じいさん夫が死ぬと、橘惟風と再婚したらしい。
なぜか醍醐天皇の12人の皇女のほとんどが結婚している。
次の村上天皇の皇女は2人が降嫁しただけ。
盛子内親王は藤原顕光の北の方となり、
一条天皇女御、元子や小一条院妃の延子らの母となったが
保子内親王と藤原兼家の結婚は破綻したという。
藤原道長の祖父、藤原師輔は臣下として
初めて内親王と結婚したことで有名。最初、4つ年上の勤子内親王と結婚したが、彼女を亡くすと伊勢斎宮だった妹の雅子内親王と結婚。為光ら4人の子女の母となった雅子にも先立たれると懲りずに村上天皇の同母姉、康子内親王に密通して
藤原公季ら2人の息子を産ませた。康子は高齢出産のせいで体力消耗したのか36歳の若さで死んでしまった。箱いっぱいの手縫いのしとうずが残されていて師輔は涙したとか。
三条天皇第一皇女の当子内親王が伊勢斎宮を退下後、
藤原道雅とうわさになったとき、父帝は激怒したが
世間の反応は
「退下したら別に自由でいいじゃん。

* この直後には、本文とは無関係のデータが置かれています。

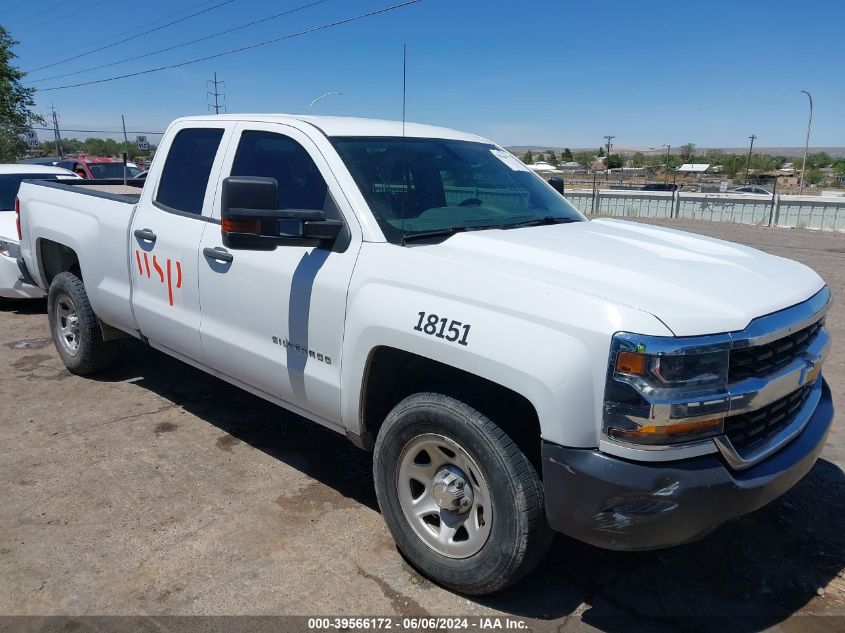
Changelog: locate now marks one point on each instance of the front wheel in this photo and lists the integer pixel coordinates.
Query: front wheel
(75, 329)
(462, 501)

」
という感じで、兄宮たちも
「父帝がなぜそこまで怒るのか理解不能だ」
と妹をかばったという。
もっとも、道雅は素行不良でのちに殺人の首謀者
になり、左京大夫という閑職に左遷されたので
父親の見る目は正しかったものと思われる。
鎌倉時代の伊勢斎宮で後嵯峨天皇皇女、愷子内親王
(1249~1284)は
退下後に異母兄、後深草と恋仲になり(とはずがたり)、
兄との関係が終わると西園寺實兼が通っていたという。
これで独身といえるのか? 事実婚に近いのでは。
「わが身にたどる姫君」に登場するバイセクシャル
の斎宮のモデルとされている。
明和町ホームページには
2人の間に娘が1人いたと書いてあった。
意外とおおらかだったようだ。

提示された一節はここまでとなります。